Não entendemos inicialmente o que eles devem fazer, nem qual é a relação com a dona da casa, com a qual eles demoram para se encontrar. Essas informações vão nos chegando aos poucos, cabendo a nós, espectadores, completar as lacunas até certo ponto.

Estamos na região de Rostock, no norte da Alemanha, durante um verão muito quente e seco, que expõe as florestas ao risco de incêndio. Em dado momento, um dos personagens informa que não há risco do grande incêndio na floresta adiante chegar até eles, pois o vento sopra do mar para o continente. Será?

O filme opõe duas posturas diferentes em relação às pessoas e ao ambiente. Felix é mais emotivo, sensível às cores e respirações do mundo, leva a vida suavemente. Por isso, faz amizades com muita facilidade. É fotógrafo e idealiza uma exposição com pessoas olhando para o mar.

Leon, que é evidentemente o protagonista, é mais formal e sério, desconfiado. Tem dificuldade de dormir porque Nadja faz amor no quarto ao lado. É escritor, está tentando encerrar seu segundo livro e não entende o propósito da série de fotos do amigo. Para Leon, ao menos nesse momento, a vida é mais pesada, quase um fardo. Depois entenderemos por quê.

Quando provocado pelas circunstâncias a ser mais sociável com Nadja e Devid, o amante salva-vidas da moça, Leon chega a ser estúpido, e assim continua em outros momentos. Mas a atração que sente por Nadja faz com ele perceba sua própria estupidez. Daí a mudar seu comportamento, é outra história.

Inseguro quanto ao livro que está escrevendo, Leon acaba deixando que Nadja o leia. Ela não gosta do livro. Mas quando vemos Leon ansioso pela opinião da moça, lembramos de Frank Sinatra esperando o julgamento de Martha Hyer após a leitura de seu livro em "Deus Sabe Quanto Amei", longa de 1958, dirigido por Vincente Minnelli.

Está estabelecido, mais uma vez, o cinema americano clássico como referência para um cineasta alemão, cinco décadas após Rainer Werner Fassbinder ter se encantado com os melodramas americanos de Douglas Sirk. Fassbinder, aliás, usou o nome da atriz de Minnelli para uma de suas grandes protagonistas, a Martha Hyer de "Martha", de 1974.

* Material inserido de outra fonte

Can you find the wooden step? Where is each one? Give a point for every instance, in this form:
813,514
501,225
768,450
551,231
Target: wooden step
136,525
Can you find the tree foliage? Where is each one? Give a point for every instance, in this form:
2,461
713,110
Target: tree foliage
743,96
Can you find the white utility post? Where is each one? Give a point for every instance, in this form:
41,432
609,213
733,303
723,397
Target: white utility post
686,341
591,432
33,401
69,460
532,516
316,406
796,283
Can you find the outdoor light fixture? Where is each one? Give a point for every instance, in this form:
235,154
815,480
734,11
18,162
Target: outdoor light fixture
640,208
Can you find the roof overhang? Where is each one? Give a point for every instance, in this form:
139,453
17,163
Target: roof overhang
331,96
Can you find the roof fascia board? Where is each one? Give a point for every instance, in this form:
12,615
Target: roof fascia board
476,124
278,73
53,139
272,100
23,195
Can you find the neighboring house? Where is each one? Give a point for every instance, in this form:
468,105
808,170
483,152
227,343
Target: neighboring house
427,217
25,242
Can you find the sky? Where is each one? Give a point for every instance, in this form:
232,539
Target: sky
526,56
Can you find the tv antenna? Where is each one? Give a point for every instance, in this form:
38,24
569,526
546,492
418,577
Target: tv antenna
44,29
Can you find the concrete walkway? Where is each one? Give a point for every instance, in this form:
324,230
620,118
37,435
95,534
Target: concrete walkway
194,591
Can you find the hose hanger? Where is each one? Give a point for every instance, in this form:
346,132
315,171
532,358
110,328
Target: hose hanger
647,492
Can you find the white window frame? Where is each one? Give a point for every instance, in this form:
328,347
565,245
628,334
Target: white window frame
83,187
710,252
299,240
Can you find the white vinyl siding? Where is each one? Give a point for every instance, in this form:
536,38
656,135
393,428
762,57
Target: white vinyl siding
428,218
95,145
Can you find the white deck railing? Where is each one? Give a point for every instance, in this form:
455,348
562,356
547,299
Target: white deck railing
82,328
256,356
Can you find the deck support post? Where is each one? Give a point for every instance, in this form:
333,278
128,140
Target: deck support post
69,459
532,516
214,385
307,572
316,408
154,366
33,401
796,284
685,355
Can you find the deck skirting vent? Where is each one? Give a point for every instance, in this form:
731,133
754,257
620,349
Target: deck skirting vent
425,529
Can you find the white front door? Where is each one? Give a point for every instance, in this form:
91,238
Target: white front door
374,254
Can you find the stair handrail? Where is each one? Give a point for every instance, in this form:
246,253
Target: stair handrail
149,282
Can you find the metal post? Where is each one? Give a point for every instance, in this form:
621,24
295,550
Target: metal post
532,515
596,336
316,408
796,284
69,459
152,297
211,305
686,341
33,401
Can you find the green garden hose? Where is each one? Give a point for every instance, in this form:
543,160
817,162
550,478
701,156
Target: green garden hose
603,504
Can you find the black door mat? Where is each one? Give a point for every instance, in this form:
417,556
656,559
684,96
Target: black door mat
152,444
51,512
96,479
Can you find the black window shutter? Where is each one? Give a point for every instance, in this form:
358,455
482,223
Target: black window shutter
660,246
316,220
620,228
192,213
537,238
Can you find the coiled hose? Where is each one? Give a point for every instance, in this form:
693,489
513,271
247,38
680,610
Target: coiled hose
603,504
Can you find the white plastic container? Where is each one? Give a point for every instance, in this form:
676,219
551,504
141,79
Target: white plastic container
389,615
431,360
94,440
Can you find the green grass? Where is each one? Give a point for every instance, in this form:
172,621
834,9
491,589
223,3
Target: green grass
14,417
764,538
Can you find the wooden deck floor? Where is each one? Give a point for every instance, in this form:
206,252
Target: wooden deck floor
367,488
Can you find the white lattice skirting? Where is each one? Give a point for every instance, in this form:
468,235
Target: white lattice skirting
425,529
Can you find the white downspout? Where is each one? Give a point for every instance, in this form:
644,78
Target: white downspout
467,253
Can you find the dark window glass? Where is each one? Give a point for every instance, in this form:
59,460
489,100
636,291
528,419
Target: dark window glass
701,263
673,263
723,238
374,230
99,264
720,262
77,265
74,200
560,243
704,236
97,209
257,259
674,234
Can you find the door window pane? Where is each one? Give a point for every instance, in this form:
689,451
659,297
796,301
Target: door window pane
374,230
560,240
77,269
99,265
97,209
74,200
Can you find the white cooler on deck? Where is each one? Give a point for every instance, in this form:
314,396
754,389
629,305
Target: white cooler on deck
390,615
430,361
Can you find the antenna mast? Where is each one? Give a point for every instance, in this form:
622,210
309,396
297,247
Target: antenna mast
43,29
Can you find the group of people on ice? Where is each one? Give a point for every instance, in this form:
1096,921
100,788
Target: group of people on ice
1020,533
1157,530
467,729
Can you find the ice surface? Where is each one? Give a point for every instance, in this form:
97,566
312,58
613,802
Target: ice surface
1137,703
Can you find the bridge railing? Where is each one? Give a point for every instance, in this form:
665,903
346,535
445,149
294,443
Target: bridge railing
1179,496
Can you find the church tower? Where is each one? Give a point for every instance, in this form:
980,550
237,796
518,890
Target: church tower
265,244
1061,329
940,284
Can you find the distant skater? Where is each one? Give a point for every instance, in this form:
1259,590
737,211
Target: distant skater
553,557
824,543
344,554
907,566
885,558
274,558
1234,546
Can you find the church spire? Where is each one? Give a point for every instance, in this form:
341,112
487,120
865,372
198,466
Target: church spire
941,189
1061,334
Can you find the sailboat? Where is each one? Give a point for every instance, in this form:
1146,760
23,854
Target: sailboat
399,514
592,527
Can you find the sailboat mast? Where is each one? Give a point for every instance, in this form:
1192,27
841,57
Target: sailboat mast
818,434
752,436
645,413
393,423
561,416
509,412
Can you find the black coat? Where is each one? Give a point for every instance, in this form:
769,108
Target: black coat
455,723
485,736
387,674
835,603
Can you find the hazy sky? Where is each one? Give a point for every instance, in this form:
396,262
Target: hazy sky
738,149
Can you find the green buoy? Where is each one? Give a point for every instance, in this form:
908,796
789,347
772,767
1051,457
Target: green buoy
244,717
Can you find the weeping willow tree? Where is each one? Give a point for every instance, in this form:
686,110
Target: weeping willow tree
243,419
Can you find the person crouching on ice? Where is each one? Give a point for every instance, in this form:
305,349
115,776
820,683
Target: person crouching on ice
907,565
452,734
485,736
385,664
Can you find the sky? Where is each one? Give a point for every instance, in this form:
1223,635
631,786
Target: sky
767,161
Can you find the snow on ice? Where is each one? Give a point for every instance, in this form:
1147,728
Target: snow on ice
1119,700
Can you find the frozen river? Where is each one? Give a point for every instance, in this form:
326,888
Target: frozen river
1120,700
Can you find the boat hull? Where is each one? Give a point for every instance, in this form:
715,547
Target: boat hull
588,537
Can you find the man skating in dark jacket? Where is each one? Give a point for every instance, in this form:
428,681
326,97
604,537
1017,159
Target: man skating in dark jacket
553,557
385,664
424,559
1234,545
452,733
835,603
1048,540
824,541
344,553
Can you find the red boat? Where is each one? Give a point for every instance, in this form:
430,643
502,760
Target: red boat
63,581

A relação de Petzold com esse gigante do cinema novo alemão se fortalece pela semelhança entre Thomas Schubert e Volker Spengler, um dos mais importantes atores da segunda metade da carreira de Fassbinder.

Quando exibido em Berlim, muitos críticos o compararam a outro gênio, o francês Eric Rohmer, o que Petzold não desencorajou. Mas essa comparação também é injusta. Rohmer é mais leve, solar, um diretor que brinca com o cinema e nos prende com isso.

Petzold é mais denso, mesmo numa reunião agradável entre amigos, embora menos que Fassbinder. Em seu cinema, há sempre alguma ameaça séria no ar. Em "Afire", como o próprio título indica, é o fogo que se aproxima.

Fosse Buñuel, trataria de expor todos esses burgueses ao ridículo. O diretor alemão, contudo, procura a sobriedade e, ao mesmo tempo evita a celebração pequeno-burguesa que Olivier Assayas e Mia Hansen-Love tem feito em seus últimos filmes.

Os acontecimentos deixam feridas, irão marcar as vidas desses jovens para sempre. Mas Petzold mostra a possibilidade de se aprender com isso, de melhorar. O final, por isso, é talvez o mais tocante entre todos os seus filmes.

Talvez "Afire" seja mesmo o maior momento do cinema de Petzold até aqui, superando o ápice atingido com "Undine". No cinema alemão contemporâneo, não há cineasta mais intrigante que ele.